Cochrane paused, calculating. They had already taken him down into the silo’s belly and showed him the rubble and where Lily had fallen, unconscious from the radiation poisoning. And the Phoenix, where unfamiliar women and men were working to repair damage.
Whether this was all a hallucination or not, whether these people who claimed to be from the future were telling the truth or not, what possible harm could it do to try to accomplish his dream? If they wanted to hurt him or his ship, they could easily do it now; they didn’t have to wait until he was airborne.
The frightening thing was, their story was starting to make sense.
“Well…” He hesitated. “All right—but it’ll take a couple of weeks to build a new field generator.”
“We have the technology to repair your ship tonight,” the one named La Forge said, his dark face ashine with inner excitement. A true engineer, that one, Cochrane thought. He can see beyond the equations, the damaged equipment—to see the real possibilities. He’s looking at me right now, but he’s seeing the Phoenix in flight.
Hell, if they’re telling the truth, he already knows what she’s capable of.
Riker glanced at both men, clearly pleased at each one’s reaction; even so, his expression turned somber as he told the physicist sternly: “It’s imperative that you make the flight tomorrow morning by eleven-fifteen at the latest.”
“Why?”
“Because at eleven o’clock, an alien ship will be passing through this solar system.”
Cochrane sat down hard on the ice-cold concrete. When he could speak, he said, “More bad guys…”
For the first time in several minutes, Deanna Troi spoke. Apparently, large quantities of liquor didn’t agree with her, for her eyes were narrowed from a headache and her expression was distinctly queasy; but the thought of what was to happen the following morning apparently fired her interest.
“Good guys. They’re on a survey mission,” she said—matter-of-factly, as if aliens buzzing about in spaceships were so commonplace, so expected, that his question didn’t deserve a direct answer. “They have no interest in Earth—too primitive.”
With a smile, she glanced up at Riker, who continued the explanation. “But tomorrow morning, when they detect the warp signature from your ship and realize that humans have discovered how to travel faster than the speed of light, they’ll decide to alter course and make first contact with Earth—right here.” He gestured at the frozen ground beneath his feet.
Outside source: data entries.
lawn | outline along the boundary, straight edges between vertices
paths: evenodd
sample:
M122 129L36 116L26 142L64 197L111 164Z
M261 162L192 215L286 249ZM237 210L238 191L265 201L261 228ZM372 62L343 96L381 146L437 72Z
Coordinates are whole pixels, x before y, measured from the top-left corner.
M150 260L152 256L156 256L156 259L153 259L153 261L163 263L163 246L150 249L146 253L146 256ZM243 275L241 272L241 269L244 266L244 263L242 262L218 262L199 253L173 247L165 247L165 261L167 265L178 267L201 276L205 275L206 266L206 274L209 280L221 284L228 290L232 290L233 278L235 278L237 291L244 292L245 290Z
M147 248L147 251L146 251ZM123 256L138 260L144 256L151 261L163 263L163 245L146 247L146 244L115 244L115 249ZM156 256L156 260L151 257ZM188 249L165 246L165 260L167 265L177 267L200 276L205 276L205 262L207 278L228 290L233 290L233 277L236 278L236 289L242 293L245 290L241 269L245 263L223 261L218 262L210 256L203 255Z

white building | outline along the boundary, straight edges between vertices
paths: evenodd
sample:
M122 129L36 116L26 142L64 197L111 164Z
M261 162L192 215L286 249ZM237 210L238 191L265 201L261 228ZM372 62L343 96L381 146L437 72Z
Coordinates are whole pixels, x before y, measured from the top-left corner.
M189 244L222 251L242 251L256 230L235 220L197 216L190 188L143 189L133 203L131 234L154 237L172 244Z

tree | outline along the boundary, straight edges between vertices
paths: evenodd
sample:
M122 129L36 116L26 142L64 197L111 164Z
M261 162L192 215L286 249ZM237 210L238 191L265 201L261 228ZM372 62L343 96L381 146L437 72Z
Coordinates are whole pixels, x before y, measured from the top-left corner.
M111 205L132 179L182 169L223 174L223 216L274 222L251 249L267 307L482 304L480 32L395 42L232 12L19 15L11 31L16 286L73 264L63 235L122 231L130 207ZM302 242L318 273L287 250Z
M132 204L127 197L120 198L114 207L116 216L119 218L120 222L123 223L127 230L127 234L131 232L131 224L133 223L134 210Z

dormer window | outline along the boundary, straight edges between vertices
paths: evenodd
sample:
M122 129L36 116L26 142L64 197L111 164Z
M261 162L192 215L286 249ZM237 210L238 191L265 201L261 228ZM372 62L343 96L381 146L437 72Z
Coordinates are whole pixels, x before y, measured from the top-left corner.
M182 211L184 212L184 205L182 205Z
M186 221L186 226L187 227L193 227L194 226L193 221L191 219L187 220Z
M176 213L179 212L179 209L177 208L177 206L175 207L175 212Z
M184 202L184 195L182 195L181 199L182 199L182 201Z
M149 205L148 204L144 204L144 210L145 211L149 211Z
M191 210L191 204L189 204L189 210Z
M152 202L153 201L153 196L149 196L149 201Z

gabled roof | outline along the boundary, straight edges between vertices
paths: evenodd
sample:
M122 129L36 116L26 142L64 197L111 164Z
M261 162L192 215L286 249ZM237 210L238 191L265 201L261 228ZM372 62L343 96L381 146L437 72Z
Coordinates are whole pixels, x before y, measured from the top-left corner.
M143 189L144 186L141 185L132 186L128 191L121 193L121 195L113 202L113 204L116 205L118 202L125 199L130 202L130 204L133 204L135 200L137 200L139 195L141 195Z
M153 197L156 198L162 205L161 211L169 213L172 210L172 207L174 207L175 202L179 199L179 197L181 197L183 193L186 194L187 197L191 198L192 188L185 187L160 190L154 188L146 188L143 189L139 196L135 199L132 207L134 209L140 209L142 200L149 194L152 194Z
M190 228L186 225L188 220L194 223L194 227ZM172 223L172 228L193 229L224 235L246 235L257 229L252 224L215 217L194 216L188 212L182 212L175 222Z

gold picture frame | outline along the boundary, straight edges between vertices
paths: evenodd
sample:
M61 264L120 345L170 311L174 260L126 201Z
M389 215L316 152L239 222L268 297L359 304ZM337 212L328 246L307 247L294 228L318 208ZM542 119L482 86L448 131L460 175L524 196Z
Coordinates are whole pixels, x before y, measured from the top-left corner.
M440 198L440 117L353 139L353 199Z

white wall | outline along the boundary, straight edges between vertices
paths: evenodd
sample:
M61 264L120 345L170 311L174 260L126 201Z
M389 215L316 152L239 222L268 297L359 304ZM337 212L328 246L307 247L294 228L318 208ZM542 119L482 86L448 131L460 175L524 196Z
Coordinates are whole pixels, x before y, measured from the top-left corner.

Cochrane gave up all effort to hide his amazement and gaped openly at them. “Here?”
With scientific accuracy, La Forge pointed to a spot just east of the concrete where Cochrane sat; his voice, too, was laced with admiration and pride. Pride in me, Cochrane realized wonderingly. “Over there, actually. I think that’s where the monument’s going to be.” He glanced back at Riker for verification. “Commander?”